Part espionage story, part rom-com, and part socio-political commentary, I Spy A Spy by Jamie Jackson (book and lyrics) and SoHee Youn (book and music) is a convoluted musical mash-up now making its Off-Broadway debut at The Theatre at St. Clement’s. With direction and choreography by Bill Castellino and musical direction by Dan Pardo, the show lacks the keen wit of a parody, the palpable chemistry of a love story, the gripping drama of a morality play, and a single song that is memorable.
Although set in the summer of 2019, in midtown Manhattan’s melting-pot neighborhood of Hell’s Kitchen, the theme and style are more throwbacks to the era of the Cold War with Russia in the mid-to-late-20th century, and the preposterous plot evokes the level of a TV sit-com or cartoon of that period – but much, much longer and much less funny, with many of the redundant songs, which go on and on, and then on again, in need of cutting. Ethnic stereotypes and racially-insensitive attempts at humor throughout the dialogue and lyrics are intended as criticisms of the bigotry that persists in America and the ongoing struggles that immigrants face, but most fall flat and are cringe-inducing today. So are the recurrent and flagrantly sexist references to the incompetent female spy’s physical appearance (as in the songs “Fresh Meat” and “Natural Assets”), her inability to perform the job for which she was trained, and her need to be saved by a man, who is romantically attracted to her. The character of a young internet hacker, dressed in jeans, tee, hoodie, and a baseball cap, provides one rare acknowledgment of our current digital age, in a show that is generally outdated and unintentionally offensive.
An uneven cast of twelve is headed by Andrew Mayer, bringing an expressive voice and sympathetic characterization to his lead role as the undocumented Mexican worker/undervalued aspiring actor José Rodriguez, who wants to be recognized (“You Will See Me”) – in contrast with the object of his affection/undercover spy Arlina Orlova (in an uninspired portrayal by Emma Degerstedt), who doesn’t want to be identified. Other performances, under Castellino’s histrionic direction, are plagued by overacting, off-key group harmonies, and a hammy overly explicit direct-address delivery of the joke lines (only the old-school drum roll, cymbal crash, and “ba-dum-bum” are missing).
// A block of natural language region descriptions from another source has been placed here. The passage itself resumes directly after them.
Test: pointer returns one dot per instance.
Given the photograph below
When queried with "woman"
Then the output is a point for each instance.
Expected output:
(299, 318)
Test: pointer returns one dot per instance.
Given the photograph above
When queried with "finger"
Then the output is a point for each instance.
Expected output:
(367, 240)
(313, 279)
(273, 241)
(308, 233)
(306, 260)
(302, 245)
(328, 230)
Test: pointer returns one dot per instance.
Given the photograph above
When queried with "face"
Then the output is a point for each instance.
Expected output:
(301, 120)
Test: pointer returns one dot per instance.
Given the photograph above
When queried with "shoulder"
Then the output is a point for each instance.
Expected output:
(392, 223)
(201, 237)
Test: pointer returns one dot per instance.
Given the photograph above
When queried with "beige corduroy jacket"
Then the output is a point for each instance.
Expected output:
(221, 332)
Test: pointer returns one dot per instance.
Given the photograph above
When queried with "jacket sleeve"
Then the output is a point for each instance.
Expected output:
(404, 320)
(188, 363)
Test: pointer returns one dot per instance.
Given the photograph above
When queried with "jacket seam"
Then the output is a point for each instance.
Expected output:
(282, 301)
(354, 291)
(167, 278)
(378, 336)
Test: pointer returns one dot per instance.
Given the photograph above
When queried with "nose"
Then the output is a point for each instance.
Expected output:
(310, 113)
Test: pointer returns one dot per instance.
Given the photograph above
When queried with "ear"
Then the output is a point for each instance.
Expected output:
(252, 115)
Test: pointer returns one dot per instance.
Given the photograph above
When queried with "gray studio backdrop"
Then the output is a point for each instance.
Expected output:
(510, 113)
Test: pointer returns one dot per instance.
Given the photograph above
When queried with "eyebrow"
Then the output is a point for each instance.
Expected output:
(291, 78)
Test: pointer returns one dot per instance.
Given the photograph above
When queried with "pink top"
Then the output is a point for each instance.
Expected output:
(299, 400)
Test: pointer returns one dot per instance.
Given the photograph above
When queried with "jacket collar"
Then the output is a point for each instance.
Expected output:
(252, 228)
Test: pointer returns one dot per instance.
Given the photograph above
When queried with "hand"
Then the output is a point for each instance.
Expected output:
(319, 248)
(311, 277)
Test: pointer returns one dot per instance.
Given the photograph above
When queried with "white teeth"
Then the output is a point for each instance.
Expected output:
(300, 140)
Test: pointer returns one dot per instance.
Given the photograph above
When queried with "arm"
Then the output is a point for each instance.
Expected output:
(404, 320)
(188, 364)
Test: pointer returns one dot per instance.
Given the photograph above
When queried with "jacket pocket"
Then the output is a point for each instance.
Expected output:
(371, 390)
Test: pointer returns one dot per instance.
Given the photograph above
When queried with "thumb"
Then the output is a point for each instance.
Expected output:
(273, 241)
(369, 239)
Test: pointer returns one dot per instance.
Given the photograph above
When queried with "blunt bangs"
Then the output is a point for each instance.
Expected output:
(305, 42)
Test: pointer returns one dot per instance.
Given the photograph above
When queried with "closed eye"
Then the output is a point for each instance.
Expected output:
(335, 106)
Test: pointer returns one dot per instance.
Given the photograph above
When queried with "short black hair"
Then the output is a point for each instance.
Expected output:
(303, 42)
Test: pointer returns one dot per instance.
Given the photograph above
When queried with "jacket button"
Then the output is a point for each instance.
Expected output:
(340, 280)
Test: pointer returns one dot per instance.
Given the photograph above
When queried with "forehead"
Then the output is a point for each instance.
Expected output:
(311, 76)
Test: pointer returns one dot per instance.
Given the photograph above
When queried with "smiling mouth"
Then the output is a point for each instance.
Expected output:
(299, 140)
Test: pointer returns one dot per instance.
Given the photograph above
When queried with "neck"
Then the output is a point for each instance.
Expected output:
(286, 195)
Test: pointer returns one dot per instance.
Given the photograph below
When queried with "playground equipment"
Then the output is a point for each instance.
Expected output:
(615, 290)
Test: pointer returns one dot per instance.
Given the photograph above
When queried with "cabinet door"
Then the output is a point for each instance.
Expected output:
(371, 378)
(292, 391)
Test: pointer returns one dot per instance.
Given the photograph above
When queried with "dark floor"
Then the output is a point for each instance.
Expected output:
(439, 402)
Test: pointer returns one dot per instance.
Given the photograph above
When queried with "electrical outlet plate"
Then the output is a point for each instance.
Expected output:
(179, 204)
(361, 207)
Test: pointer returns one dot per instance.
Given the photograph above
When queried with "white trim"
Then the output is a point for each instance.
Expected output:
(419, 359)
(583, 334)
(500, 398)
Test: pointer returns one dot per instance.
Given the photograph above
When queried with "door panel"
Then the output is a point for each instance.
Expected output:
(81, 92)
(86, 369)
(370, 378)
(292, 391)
The artistic design is equally uneven. James Morgan’s eye-catching set provides colorful cartoonish locales for the intertwined storylines of Korean and Pakistani food stall owners, Russian spies, American politicians, and talk-show hosts, in his signature Pop-inspired style. Costumes by Tyler M. Holland support the characterizations of the clichéd roster of figures, but some are noticeably ill-fitted. There were also problems with scratchy sound effects (sound design by One Dream Sound) and failures with the actors’ microphones during the performance I attended.
In trying to address the issues inherent in immigrants’ pursuit of “The American Dream,” I Spy A Spy has its heart in the right place, but its head seems stuck in an earlier time, and its body is in need of a full overhaul.
Running Time: Approximately two hours and 15 minutes, including an intermission.